Many of the things we buy eventually deteriorate and lose their value. These assets include clothes, appliances, furniture and cars. All of these items are essential for daily living, but we tend to spend too much on “depreciating assets” when we could be accumulating “appreciable asset” which will produce real income and/or increase over time.

You can invest in the stock market, in real estate (both personal or rental), in interest in a small company, and many other things. Important to remember is that you should have at least six months’ worth of living expenses saved before investing in appreciation assets.

4. Long-term thinking is key

Building wealth takes practice and time, just like any other truly rewarding endeavor. Instead of obsessing about your ultimate goal, you should focus on steady progress over time.

Each quarter, I recommend that you prepare a personal balance. This balance sheet will list all of your assets, including cash in savings and checking accounts, your retirement account balance, your brokerage account balance, and the value of your home. Then subtract those assets from all of your liabilities, such as student loans, credit card debt, and mortgages.

You will see steady results over time if you track your progress. This will give you the confidence to reach your ultimate goal. It is important to remember that stocks and other assets can fluctuate from quarter to quarter. You need to be able to control your excitement during rises and keep cool during bear markets.

5. Avoid easy payment options

It is amazing how simple it is to spend money today.

I used to believe that credit cards would make us less savvy, but with the ease of paying online, products arrive the same day and we can use our smartphones or watches to pay, retailers have changed the way we spend money. It is incredibly simple.

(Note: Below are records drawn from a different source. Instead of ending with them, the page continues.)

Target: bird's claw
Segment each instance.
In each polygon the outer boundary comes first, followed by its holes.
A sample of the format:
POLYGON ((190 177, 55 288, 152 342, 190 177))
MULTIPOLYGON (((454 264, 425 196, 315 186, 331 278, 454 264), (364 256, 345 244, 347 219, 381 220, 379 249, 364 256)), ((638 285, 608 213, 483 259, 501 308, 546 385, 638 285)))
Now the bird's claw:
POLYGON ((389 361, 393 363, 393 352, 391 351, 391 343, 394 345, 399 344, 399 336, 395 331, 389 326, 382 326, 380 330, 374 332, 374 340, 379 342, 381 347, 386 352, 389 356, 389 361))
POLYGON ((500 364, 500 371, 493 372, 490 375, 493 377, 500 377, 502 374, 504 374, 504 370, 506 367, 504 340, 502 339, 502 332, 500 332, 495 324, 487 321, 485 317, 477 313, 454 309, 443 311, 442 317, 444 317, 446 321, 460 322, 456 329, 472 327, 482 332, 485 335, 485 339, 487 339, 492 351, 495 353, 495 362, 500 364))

Although I love the convenience of modern technology, it is also important to understand that the higher the cost of something, the less likely I am to purchase it. You will be more likely to realize you have enough food in your home if you choose to walk or drive to the restaurant, instead of ordering online.

How to save money and stop following the fashion trends

It is much more likely that you will only purchase the clothing you need if you are willing to go to a department shop to buy it.

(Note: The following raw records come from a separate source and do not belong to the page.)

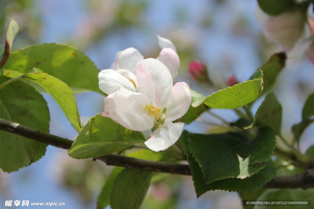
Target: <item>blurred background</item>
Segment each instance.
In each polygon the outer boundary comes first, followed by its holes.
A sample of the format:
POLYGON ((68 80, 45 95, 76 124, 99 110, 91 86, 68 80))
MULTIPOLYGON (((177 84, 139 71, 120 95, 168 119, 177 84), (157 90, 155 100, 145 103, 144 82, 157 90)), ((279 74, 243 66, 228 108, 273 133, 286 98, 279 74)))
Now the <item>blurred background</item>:
MULTIPOLYGON (((239 82, 247 80, 278 51, 265 39, 256 19, 257 3, 252 0, 0 0, 0 43, 13 18, 21 28, 13 51, 40 43, 69 44, 83 51, 101 70, 110 68, 118 51, 129 47, 145 58, 156 57, 160 50, 159 34, 172 41, 178 50, 181 63, 175 81, 186 82, 207 96, 230 86, 230 77, 239 82), (188 64, 192 60, 206 64, 213 84, 189 77, 188 64)), ((313 81, 314 67, 305 57, 289 60, 277 80, 274 91, 283 106, 286 138, 292 140, 291 127, 301 120, 304 102, 314 91, 313 81)), ((44 96, 51 114, 50 133, 74 140, 78 133, 52 97, 44 96)), ((86 92, 75 97, 83 123, 103 110, 100 94, 86 92)), ((263 99, 253 106, 253 113, 263 99)), ((214 112, 229 122, 237 119, 231 111, 214 112)), ((211 125, 219 123, 205 113, 186 128, 198 133, 227 130, 211 125)), ((313 132, 312 126, 303 134, 303 151, 314 143, 313 132)), ((101 162, 72 159, 66 150, 48 146, 36 163, 18 172, 0 171, 0 202, 55 201, 65 202, 69 209, 95 208, 112 168, 101 162)), ((197 199, 191 177, 171 175, 152 185, 141 207, 241 208, 236 193, 209 191, 197 199)))

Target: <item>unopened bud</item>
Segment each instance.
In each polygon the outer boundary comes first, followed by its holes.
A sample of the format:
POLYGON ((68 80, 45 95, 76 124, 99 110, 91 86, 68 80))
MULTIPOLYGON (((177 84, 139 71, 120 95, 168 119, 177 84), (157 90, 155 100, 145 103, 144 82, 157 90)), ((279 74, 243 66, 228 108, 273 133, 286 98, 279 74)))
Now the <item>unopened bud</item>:
POLYGON ((207 68, 201 62, 193 61, 189 63, 189 75, 192 79, 197 81, 208 81, 207 68))
POLYGON ((239 82, 233 75, 229 77, 227 82, 228 82, 228 85, 230 86, 233 86, 236 84, 237 84, 239 83, 239 82))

Studies show that cash payments are more effective than credit cards. This is because you can see real money moving from your bank account to the seller. Bottom line: make spending harder for you.

6. Monitor and know your credit rating

A good credit rating can help you get better interest rates for your first home, student loans refinance, or any other purchase that requires borrowing.

Young adults don’t realize how easy it can be to ruin your credit rating. Once damaged, it could take years before you can rebuild it. Your payment history and debt-to-credit ratio are the most important components of your rating. Make sure to always make payments.

This will help you avoid unnecessary and costly interest. It will also lower the interest you will pay on any future loans you take out when you buy valuable assets like a house. You should consider interest rates the cost of money. As with all things, you want it to be as low and as affordable as possible.

7.Be honest with yourself

Although it is not an easy task, one of the best financial tips is to be honest about your financial situation.

This can be frightening, but it is possible to build wealth without facing reality. No matter if you’re just starting out or are already a millionaire and are afraid to admit it, or are stuck by financial problems from the past and are unwilling to face the truth, honesty is the only way you can move forward.

It would be a surprise to see how willing your friends are to change their plans so you can join them. It’s just like your physical health. If you ignore it, illness or disease can become much worse.

Don’t panic if you feel you are in a financial hole because you have been neglecting your finances in the past. You can make a million-dollar journey by being open about your current situation and where you want it to go. Before you know it you’ll be making progress.